Although a modern GPU or Apple Silicon would achieve 40+ t/s, 11 t/s is perfectly functional for a background process. A 1000-word article takes around 2-3 minutes to translate. During this time, the CPU fans will spin up, but the system remains stable and the translation completes error-free.

Challenges Found and Solutions

Hallucinations in Long Texts

Initially, I tried to send the entire post to the AI. Result: In long posts, from the third paragraph on, the AI would start summarizing instead of translating, or change the tone, or insert comments like “Here represents the translation…”*.

Evolution 3.0: Tokenization, Smart Router, and “Personalities”

Originally, I tried using Regex, then moved to a surgical AST. Both had flaws: the Regex would break code, and the AST sometimes duplicated headers or broke image syntax (![alt](url)) if the LLM decided to be “creative”.

The definitive solution (current version) implements three advanced techniques:

Tokenization (Masking)

The golden rule: “If you don’t want AI to break it, don’t show it to her”. Before sending the text to Llama 3, the script scans the Markdown looking for volatile elements (inline code blocks ![]).

Kidnapping: Replace ![Banner](/img/banner.png) with a opaque token: ![Banner](/img/banner.png).
Translation: The LLM receives: “Translate this: IMG_0 is amazing.”
Restoration: Upon receiving the response, the script searches for __IMG_0__ and reinserts the original image. Result: Zero broken images. Guaranteed.

Smart Router (“Dual Personality”)

Not all content is equal. A technical note about kernels requires precision; a poem or essay needs “soul”.

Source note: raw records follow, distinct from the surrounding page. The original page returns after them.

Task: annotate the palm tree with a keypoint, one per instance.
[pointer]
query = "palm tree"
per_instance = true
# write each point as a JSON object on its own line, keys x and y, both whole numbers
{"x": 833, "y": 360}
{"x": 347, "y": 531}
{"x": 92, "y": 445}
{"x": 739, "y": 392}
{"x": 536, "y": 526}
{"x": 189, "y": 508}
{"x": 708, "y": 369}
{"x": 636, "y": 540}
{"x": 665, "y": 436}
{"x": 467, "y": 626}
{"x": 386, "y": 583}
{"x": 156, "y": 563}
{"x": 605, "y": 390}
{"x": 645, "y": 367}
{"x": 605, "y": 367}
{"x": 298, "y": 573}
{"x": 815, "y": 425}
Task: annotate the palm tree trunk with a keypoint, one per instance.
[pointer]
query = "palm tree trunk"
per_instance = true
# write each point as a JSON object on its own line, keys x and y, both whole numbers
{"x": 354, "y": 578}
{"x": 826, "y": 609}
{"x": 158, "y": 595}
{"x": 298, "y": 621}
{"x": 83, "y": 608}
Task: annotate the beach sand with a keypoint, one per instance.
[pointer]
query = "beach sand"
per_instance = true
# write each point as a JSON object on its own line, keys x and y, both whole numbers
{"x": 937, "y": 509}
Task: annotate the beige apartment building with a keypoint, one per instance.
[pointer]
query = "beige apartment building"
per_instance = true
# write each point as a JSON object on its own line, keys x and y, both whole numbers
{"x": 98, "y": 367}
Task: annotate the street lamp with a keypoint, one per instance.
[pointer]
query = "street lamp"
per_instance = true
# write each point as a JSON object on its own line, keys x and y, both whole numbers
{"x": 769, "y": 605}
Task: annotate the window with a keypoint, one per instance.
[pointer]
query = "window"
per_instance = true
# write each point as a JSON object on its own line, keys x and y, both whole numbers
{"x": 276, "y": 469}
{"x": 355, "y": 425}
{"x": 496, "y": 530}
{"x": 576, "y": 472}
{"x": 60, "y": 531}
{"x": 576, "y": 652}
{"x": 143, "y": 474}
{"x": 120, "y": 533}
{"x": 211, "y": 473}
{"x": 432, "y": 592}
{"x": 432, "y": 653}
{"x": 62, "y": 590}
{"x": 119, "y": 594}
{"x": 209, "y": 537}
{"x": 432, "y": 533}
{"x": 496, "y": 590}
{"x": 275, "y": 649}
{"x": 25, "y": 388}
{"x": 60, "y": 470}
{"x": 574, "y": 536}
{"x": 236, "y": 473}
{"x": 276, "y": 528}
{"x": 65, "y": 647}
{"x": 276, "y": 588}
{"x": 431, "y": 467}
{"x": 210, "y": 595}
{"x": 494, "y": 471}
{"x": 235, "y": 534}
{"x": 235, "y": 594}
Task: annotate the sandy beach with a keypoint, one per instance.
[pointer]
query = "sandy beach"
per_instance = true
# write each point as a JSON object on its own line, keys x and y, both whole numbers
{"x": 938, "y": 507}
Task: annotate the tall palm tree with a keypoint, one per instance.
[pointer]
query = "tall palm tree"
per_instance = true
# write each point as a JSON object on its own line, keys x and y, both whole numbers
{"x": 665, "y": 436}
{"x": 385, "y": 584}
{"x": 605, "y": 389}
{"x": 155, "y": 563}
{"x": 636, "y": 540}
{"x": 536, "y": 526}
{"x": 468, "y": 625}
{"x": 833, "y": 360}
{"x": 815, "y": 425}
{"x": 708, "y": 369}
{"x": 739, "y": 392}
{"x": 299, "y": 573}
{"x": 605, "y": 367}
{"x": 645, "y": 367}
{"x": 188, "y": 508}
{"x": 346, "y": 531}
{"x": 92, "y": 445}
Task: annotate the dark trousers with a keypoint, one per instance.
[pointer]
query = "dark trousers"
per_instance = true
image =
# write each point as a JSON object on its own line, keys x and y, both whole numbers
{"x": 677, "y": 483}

Modo	Trigger (Tag)	Temperatura	Estrategia	Objetivo
Técnico	`technical`	0.1 (Frío)	AST + Masking	Precisión absoluta. Traduce nodo por nodo. Lento pero seguro.
Personal	`personal`	0.7 (Creativo)	Chunking	Fluidez. Traduce párrafos enteros para mantener el contexto literario. Rápido.

C. Unwrapping Logic

A persistent bug was that the LLM returned double headers (## ## Title). I implemented a post-translation validation that compares the structure of the original node with the translated one. If both are headers, I extract the internal text to avoid hashtag duplication.

The Cost of Precision (CPU Time)

Running in Technical Mode (AST node by node) on the CPU takes considerable time (~20-25 minutes for a long post). It’s the price to pay for privacy and precision. While the GPU (RX 580) handles the desktop smoothly, the i7 processes silently in the background. Automation doesn’t need to be instantaneous, it just needs to be unattended.

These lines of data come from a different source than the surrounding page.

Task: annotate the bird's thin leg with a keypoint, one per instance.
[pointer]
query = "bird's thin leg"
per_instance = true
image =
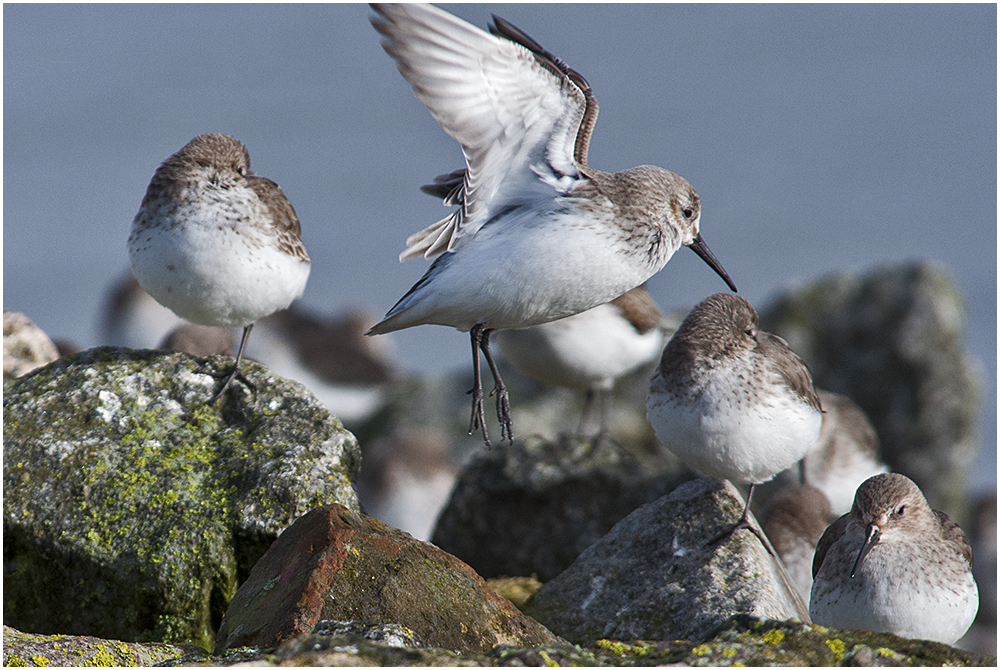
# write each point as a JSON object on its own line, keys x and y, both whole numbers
{"x": 478, "y": 415}
{"x": 235, "y": 373}
{"x": 744, "y": 522}
{"x": 499, "y": 390}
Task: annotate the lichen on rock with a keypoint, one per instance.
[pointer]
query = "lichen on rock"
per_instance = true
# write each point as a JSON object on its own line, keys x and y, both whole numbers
{"x": 132, "y": 507}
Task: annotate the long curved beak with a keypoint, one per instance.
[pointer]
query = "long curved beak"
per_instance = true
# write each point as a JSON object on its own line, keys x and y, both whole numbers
{"x": 699, "y": 247}
{"x": 871, "y": 539}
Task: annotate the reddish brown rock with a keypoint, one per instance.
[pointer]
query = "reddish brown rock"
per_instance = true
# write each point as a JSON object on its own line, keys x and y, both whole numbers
{"x": 335, "y": 564}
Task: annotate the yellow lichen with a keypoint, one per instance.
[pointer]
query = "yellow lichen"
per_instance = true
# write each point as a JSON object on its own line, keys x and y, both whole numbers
{"x": 549, "y": 663}
{"x": 774, "y": 636}
{"x": 838, "y": 648}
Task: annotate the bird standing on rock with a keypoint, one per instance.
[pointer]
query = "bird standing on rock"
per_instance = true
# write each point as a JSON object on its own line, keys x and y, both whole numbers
{"x": 216, "y": 244}
{"x": 538, "y": 234}
{"x": 731, "y": 401}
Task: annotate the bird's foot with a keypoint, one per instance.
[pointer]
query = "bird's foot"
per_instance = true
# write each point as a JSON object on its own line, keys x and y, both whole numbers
{"x": 503, "y": 412}
{"x": 229, "y": 375}
{"x": 478, "y": 419}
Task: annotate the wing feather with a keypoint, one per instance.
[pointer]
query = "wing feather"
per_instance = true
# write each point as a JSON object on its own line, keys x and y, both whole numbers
{"x": 512, "y": 109}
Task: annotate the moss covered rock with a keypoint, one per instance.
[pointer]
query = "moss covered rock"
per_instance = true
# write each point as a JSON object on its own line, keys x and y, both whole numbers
{"x": 336, "y": 564}
{"x": 531, "y": 507}
{"x": 658, "y": 575}
{"x": 132, "y": 509}
{"x": 40, "y": 651}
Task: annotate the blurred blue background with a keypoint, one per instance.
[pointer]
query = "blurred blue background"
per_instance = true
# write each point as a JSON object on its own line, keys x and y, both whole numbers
{"x": 820, "y": 138}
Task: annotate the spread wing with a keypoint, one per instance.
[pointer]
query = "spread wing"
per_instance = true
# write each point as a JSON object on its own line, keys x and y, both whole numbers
{"x": 518, "y": 112}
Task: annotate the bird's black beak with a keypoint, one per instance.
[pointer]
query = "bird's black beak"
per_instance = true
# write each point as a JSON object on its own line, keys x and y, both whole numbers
{"x": 871, "y": 539}
{"x": 699, "y": 247}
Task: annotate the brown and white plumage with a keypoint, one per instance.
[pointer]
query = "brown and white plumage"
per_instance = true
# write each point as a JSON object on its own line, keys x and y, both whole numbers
{"x": 892, "y": 564}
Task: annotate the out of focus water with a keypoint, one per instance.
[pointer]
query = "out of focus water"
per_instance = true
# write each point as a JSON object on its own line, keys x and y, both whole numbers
{"x": 820, "y": 138}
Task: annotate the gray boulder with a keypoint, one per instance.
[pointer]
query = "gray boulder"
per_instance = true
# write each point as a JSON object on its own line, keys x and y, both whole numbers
{"x": 132, "y": 509}
{"x": 655, "y": 576}
{"x": 532, "y": 506}
{"x": 892, "y": 341}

Final Optimization: Solving the “Amnesia” with Hashing (MD5)

After several iterations, we identified a critical inefficiency in the Technical pipeline. The script operated in a “stateless” (memory-less) manner: if it had an article of $n$ words and added a new paragraph of $k$ words, the system would re-translate the entire thing ( $n + k$ ).

This was wasting CPU cycles by re-translating static content. The solution was to implement a persistent cache layer:

Hashing: Before processing a node, we calculate its MD5 hash.
Lookup: We consult a local database (translation-cache.json).
Decision: If the hash exists (Hit), we recover the translation in 0ms. Only if it’s new content (Miss), we invoke AI.

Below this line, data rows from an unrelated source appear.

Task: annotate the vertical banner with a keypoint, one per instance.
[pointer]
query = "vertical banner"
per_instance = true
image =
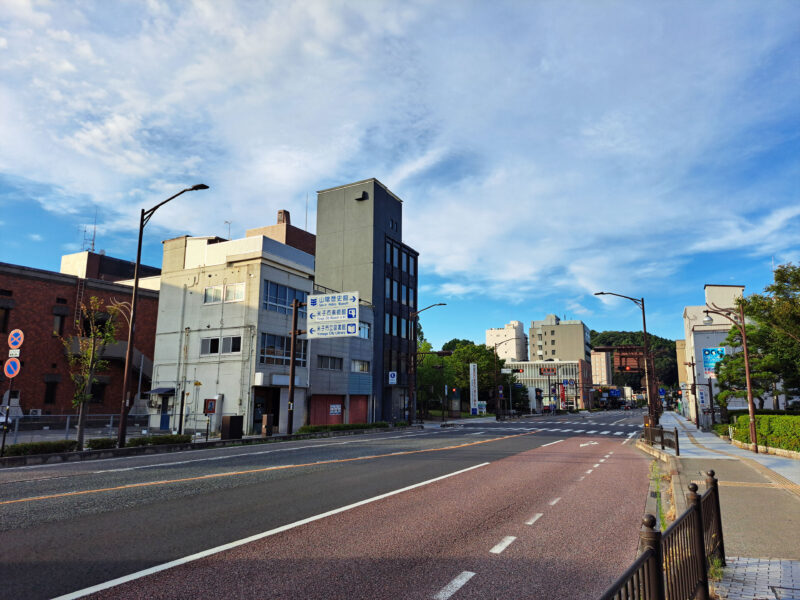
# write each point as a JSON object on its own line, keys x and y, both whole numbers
{"x": 711, "y": 356}
{"x": 473, "y": 388}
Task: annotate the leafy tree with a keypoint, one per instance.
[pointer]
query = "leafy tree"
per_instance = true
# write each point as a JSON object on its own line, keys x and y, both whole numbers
{"x": 94, "y": 331}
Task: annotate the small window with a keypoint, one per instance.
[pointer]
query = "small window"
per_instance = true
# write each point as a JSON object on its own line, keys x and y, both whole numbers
{"x": 234, "y": 292}
{"x": 209, "y": 346}
{"x": 359, "y": 366}
{"x": 329, "y": 363}
{"x": 50, "y": 392}
{"x": 212, "y": 295}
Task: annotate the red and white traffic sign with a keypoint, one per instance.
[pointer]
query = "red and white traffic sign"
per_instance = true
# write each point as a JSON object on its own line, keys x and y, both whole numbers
{"x": 11, "y": 368}
{"x": 15, "y": 338}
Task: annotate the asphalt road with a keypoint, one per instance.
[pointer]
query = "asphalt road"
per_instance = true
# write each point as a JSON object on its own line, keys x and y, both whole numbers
{"x": 68, "y": 527}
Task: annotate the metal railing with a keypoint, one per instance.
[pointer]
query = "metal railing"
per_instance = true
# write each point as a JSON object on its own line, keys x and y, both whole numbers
{"x": 674, "y": 564}
{"x": 664, "y": 437}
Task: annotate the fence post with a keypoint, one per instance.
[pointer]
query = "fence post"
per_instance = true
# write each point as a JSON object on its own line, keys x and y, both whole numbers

Technical Note: This optimization is exclusive to the Technical mode, where paragraphs are independent and prior context does not alter technical meaning. In the Personal mode, we intentionally disable caching: in narrative, the context ( $n$ ) semantically affects what’s new ( $k$ ), so it’s necessary to regenerate the entire flow to maintain literary coherence.

Conclusion

Integrate local AI into the web development workflow is more than a technical curiosity; it’s a statement of principles about ownership of our tools.

We have built a system that is:

Private: Nothing comes out of localhost.
Free: No API billing fees.
Robusto: Functions offline and with complete control over the dictionary.
Transparent: Integrated in git commit.

This approach is applicable to technical documentation, corporate internal wikis, or any knowledge management system where privacy and cost are factors.

If you have a decent GPU (even integrated in new Macs), I invite you to try it out. The feeling of watching your own machine “think” and work for you is, simply, the future of personal computing.

Automated translation (technical mode).